I leapt to the door and pulled it open, startling Jenny. “Hey Jens, come on,” I said, pulling her into the bathroom. “Listen,” I said, as I pulled off my panties and got in the shower, pinning my hair up so it wouldn’t get wet, and then peeing gratefully in the stream of water, “two things. One, leave Susies poor boyfriend alone. And two, we are going to go shopping together this afternoon, and Caleb is buying.”
“Bobbi!?” She said, “Shopping?”
“Yes, we are getting me some new skirts, and some new bras, sports bras, and a ring, and… and cowboy boots.”
“Cowboy boots? Nobody around here wears cowboy boots.”
“I do. You can have my high heels, every one of them.
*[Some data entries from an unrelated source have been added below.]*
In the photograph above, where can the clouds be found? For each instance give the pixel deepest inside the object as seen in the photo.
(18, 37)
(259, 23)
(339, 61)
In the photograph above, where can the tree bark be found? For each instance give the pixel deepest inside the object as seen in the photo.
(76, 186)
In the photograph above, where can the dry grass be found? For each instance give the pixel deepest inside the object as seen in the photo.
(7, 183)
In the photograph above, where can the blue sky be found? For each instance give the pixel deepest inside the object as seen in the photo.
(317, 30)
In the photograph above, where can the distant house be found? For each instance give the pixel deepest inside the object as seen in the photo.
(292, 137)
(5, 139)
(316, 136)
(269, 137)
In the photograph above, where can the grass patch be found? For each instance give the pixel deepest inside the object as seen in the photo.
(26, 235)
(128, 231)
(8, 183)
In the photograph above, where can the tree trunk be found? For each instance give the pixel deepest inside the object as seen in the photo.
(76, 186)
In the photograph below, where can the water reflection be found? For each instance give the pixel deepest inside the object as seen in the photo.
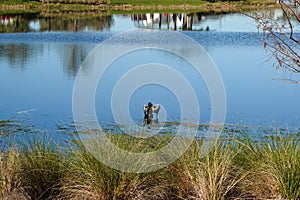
(19, 55)
(77, 22)
(174, 21)
(37, 22)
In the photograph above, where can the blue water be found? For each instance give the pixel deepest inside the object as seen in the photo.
(37, 73)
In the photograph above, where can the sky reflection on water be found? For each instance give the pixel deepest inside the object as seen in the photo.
(38, 70)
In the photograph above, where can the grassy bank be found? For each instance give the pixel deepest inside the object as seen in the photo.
(124, 6)
(237, 167)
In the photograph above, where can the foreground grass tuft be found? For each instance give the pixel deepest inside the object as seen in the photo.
(239, 166)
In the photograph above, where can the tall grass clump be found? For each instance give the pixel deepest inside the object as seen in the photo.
(42, 167)
(211, 177)
(89, 178)
(274, 165)
(9, 171)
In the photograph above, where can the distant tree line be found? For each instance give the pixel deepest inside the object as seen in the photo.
(60, 1)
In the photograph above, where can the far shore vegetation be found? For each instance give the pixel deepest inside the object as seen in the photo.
(130, 6)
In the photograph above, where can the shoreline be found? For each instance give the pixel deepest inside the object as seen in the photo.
(218, 7)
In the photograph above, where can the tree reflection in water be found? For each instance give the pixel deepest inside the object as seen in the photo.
(45, 22)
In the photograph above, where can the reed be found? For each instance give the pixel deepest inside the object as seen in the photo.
(274, 165)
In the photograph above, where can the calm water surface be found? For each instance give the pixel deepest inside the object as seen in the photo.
(40, 58)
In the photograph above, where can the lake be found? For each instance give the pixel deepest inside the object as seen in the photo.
(41, 55)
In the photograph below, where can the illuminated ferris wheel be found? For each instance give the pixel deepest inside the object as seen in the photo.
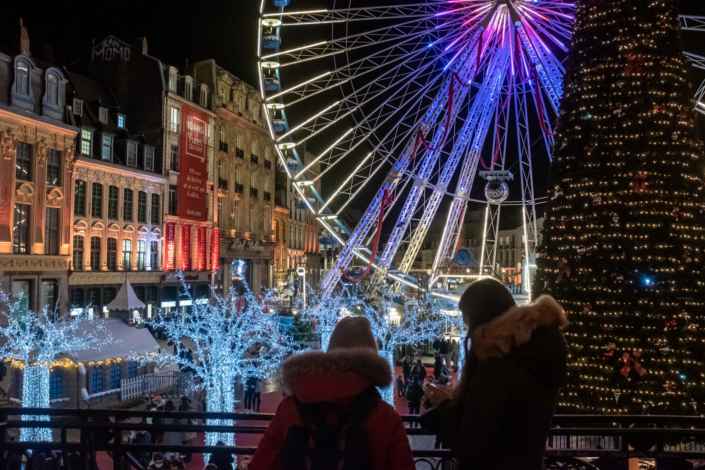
(411, 103)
Come on,” I said, running back to my room after drying off.
“Bobbi??” Jenny said, but I didn’t have any time for little sisters right then, I was too busy finding a white pair of underwear with little butterflies on them.
’You can’t go downstairs like that!“ Jenny said as, notebook in hand, I pulled her down the stairs.
“Watch me,” I said, “Hi Mom.”
“Bobbi!” Mom said.
“Mom, I need you to do a super, super big favor for me, can you? I am going to call Caleb and have him come over and get this notebook. I am putting it right here. And I am going to telll him… Oh, just listen.”
Mom and Jenny stared at me in shock as I grabbed the phone. “Caleb? Caleb, look, I am going out in a minute with Jenny… eat Jen’s we need to go…and I am going to leave my super-special-private journal right out on the kitchen counter, where anyone can read it. Do you hear me? No, not at all. Just the opposite. I want you to sit right down at the kitchen table and read the whole thing. Do you hear me? No, this is not a joke, nor is it a suggestion, it is an order. I want you to read the whole thing, but especially the back page. Do you hear me? If you do not read the back page, I will never speak to you again as long as I live.”
“Well, yes, you can come right now if you want to. If you hurry, you will get to see me eating breakfast almost naked. Oh, and you are taking Jenny and me to Chez Emmanuel’s and shopping this afternoon. OK, see you. Remember, the back page!”
“So, Mom, what’s for breakfast…?”
—
He rolled over in bed, franticallly checking between his legs. What a dream! He went back to sleep.
—
He sat in his chair, his white coat disheveled and his baseball cap pulled down almost over his eyes. He watched the gagues and dials, and read the readouts from the computer. It had gone well. Very well. Now onto the next phase.